„Ja?“, meldete sich Angelika.
„Spreche ich mit Frau Wagner, Frau Angelika Wagner?“ Die forsche Stimme gehörte zweifelsfrei einem Mann.
„Ja, ich bin Angelika Wagner … und wer sind Sie?“
„Frau Wagner! Schön, dass ich Sie erreiche! Mein Name ist Maurice de Bright von der Agentur Bright life for all … aber sagen Sie doch einfach Maurice.“
„Eine Agentur? Aber ich brauche nichts und will auf keinen Fall etwas abonnieren!“
„Natürlich nicht, liebe Frau Wagner. Im Gegenteil.“ Maurice machte eine bedeutungsschwangere Pause. „Unsere Agentur hat Sie ausgewählt, um das neue Gesicht einer Modekette zu werden.“
Angelika öffnete den Mund und schloss ihn wieder, ohne etwas zu sagen.
„Natürlich sind Sie sprachlos … wie sollte es auch anders sein. Aus über zweihundert Bewerberinnen ausgewählt zu werden kommt sicher unerwartet.“
„Eine Modekette? Bewerberinnen? Was …?“
„Natürlich haben Sie viele Fragen, Frau Wagner, aber erst einmal herzlichen Glückwunsch!“
„Wie kommen Sie überhaupt auf mich, ich habe doch gar nicht …?“
„Keine falsche Bescheidenheit, Angelika … ich darf Sie doch Angelika nennen?“
„Also, wenn Sie …“
„Danke liebe Angelika. Wie sind wir nun auf Sie gekommen. Nachdem Sie uns den Link zu Ihrem Facebook-Account geschickt hatten …“
„Facebook? Aber ich habe nie …“
„Natürlich haben Sie in den sozialen Medien keinerlei persönliche Daten preisgegeben. Weder Telefonnummer noch Adresse. Das ist sehr vernünftig! Lediglich Ihr Name und der Hinweis, dass Sie in München wohnen. Ihre Fotos sprechen allerdings für sich.“
„Ich weiß immer noch nicht … wie sind Sie denn dann an meine Telefonnummer gekommen?“
„Aber Angelika, man muss doch nur Eins und Eins zusammenzählen: Angelika Wagner aus München. Eine Telefonnummer ist für eine aufstrebende Agentur wie der unseren kein Problem.“
„Aber Angelika Wagner ist doch ein Allerweltsname.“
„Das stimmt allerdings. Wenn wir Sie als neuen Star am Modehimmel etablieren, müssen wir Ihnen einen international griffigen Namen geben. Vielleicht Zoey Taylor. Was meinen Sie?“
Angelika versuchte, das gerade Gehörte zu verstehen.

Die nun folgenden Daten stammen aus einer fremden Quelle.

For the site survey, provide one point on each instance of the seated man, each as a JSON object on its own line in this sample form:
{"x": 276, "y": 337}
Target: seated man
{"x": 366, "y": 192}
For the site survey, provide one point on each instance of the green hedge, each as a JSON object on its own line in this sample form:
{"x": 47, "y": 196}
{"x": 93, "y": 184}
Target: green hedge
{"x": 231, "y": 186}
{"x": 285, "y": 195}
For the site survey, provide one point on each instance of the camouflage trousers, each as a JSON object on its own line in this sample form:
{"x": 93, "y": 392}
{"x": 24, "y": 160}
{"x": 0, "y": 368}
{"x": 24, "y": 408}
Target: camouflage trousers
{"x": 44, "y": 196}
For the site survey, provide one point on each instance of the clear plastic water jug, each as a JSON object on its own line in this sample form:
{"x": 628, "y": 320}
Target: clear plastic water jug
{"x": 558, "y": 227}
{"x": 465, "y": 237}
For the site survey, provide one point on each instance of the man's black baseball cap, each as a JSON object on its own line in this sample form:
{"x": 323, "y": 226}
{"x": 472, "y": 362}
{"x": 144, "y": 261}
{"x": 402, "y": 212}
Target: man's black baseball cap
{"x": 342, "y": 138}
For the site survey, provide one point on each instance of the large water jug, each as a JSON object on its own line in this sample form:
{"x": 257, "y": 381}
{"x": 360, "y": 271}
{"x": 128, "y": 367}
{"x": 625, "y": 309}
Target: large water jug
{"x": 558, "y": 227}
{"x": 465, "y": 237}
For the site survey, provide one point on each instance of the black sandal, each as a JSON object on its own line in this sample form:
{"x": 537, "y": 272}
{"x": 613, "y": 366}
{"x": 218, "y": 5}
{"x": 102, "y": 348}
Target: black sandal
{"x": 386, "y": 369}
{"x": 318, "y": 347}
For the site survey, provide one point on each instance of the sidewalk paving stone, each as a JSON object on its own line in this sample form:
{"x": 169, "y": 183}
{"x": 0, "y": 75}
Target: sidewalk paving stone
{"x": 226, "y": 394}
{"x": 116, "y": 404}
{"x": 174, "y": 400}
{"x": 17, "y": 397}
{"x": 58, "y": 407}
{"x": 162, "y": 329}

„Natürlich ist das viel auf einmal. Am besten, wir besprechen den Neuanfang in Ihrem Leben bei einem persönlichen Treffen. Kommen Sie doch morgen am Samstag um 10:00 in unsere Agentur, Sonnenstraße 12, erster Stock. Ich freue mich auf Sie … und die Modewelt wird Sie lieben.“
Angelika starrte noch einige Zeit ungläubig auf das Telefon, bevor sie sich einen Tee machte, an den Küchentisch setzte und nachdachte. Dann wählte sie die Nummer eines ehemaligen Schulfreundes und erzählte ihm von dem ominösen Anruf.
Eine Stunde später rief der Freund zurück.
„Mein Sohn hat mal recherchiert. Es gibt tatsächlich mehrere Facebook-Accounts mit dem Usernamen Angelika Wagner. Für die Sache mit der Agentur kommt aber eigentlich nur einer in Frage. Dort sind Fotos einer wirklich attraktiven jungen Frau zu sehen, die sich so nennt und angeblich in München wohnt … sonst nichts. Und ich bin sicher, dass dies ein Fake-Account ist ohne realen Hintergrund. Der Typ von dieser Agentur ist wohl auf die schönen Augen des Models reingefallen. Das darf dem nie passieren. Und dann hat er wohl auch noch die erste Nummer aus dem Telefonbuch genommen, die zu dem Namen und zu München passt … was für ein Idiot.“
Angelika bedankte sich bei ihrem Freund, überlegte einige Zeit, fasste einen Entschluss und begann zu lächeln.
Besonders heutzutage darf man doch niemanden diskriminieren, wenn er nicht den herkömmlichen Schönheitsvorstellungen entspricht. Schließlich gibt es inzwischen sogar bei Germanys Next Topmodel kurvige und ältere Models. Ich werde morgen zu diesem Treffen gehen und mich vorstellen. Der wird Augen machen. Dann kann mir Maurice auch noch nachträglich zu meinem fünfundachtzigsten Geburtstag gratulieren.